Saied con Meloni vorrebbe anche trattare lo sblocco di 500 milioni di aiuti europei. Su questo punto, però, pesa l’assenza di Ursula Von Der Leyen, inizialmente data a fianco di Meloni nel viaggio nordafricano. La commissaria europea agli Affari interni, Ylva Johansson, ha però dato l’imprimatur alla missione italiana per conto di Bruxelles, salutando la visita della premier con queste parole: «L’Italia sta giocando un ruolo estremamente importante e costruttivo rispetto alle relazioni e all'importanza di lavorare da vicino con la Tunisia».

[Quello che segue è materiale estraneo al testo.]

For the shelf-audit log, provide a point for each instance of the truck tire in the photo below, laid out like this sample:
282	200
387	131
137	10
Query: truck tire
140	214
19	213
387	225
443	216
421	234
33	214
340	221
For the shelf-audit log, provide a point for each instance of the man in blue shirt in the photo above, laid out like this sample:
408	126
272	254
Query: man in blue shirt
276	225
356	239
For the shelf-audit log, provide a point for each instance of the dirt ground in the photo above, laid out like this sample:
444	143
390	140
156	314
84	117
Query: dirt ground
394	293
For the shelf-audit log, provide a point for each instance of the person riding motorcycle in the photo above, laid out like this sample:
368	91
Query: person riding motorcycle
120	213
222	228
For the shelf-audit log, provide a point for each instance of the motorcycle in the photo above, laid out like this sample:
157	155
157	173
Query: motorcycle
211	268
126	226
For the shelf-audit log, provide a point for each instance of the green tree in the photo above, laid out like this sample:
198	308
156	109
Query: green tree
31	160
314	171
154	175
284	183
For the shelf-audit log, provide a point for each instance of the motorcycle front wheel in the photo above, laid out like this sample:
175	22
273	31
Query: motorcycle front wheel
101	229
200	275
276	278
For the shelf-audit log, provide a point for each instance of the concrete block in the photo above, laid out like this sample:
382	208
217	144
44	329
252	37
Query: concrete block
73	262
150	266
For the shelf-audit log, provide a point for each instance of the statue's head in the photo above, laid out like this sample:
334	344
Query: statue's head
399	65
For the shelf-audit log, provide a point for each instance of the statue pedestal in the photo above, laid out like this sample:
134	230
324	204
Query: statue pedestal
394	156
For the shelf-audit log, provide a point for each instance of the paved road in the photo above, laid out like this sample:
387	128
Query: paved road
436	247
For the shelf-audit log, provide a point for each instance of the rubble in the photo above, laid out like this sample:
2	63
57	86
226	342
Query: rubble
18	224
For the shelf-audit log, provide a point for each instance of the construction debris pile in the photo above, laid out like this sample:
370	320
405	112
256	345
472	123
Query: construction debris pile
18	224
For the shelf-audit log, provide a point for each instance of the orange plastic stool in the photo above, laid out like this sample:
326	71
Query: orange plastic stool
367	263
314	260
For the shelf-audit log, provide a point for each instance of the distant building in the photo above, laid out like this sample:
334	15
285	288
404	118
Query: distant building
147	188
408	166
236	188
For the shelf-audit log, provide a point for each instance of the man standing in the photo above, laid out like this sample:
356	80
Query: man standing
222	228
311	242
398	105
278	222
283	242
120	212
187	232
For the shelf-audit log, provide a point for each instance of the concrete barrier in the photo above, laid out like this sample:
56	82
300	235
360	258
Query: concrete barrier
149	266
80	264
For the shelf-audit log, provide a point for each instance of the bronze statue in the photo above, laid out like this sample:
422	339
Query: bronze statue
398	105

In ogni caso, ha aggiunto, la preoccupazione di tutti i Paesi membri è una soltanto: «Abbiamo visto dall'inizio dell’anno fino ad aprile un aumento di arrivi irregolari dalla Tunisia all’Italia 10 volte superiore. Questo non è sostenibile». La commissaria, tuttavia, è ottimista sul fatto che «c'è una grande possibilità che possiamo avere una svolta molto importante giovedì al Consiglio a Lussemburgo» per un accordo politico tra i Paesi membri dell'Ue sul nuovo Patto per la migrazione e l'asilo. Questa sembra, anzi è la prova di maturità del governo Meloni circa la politica estera: se addiverrà a risultati tangibili, potremo dire «missione compiuta». Viceversa, potrebbe essere l’inizio della definitiva perdita della credibilità residua di Roma nel contesto euro-mediterraneo, già messa a dura prova dai governi che – ad esclusione della parentesi virtuosa di Mario Draghi – l’hanno preceduta.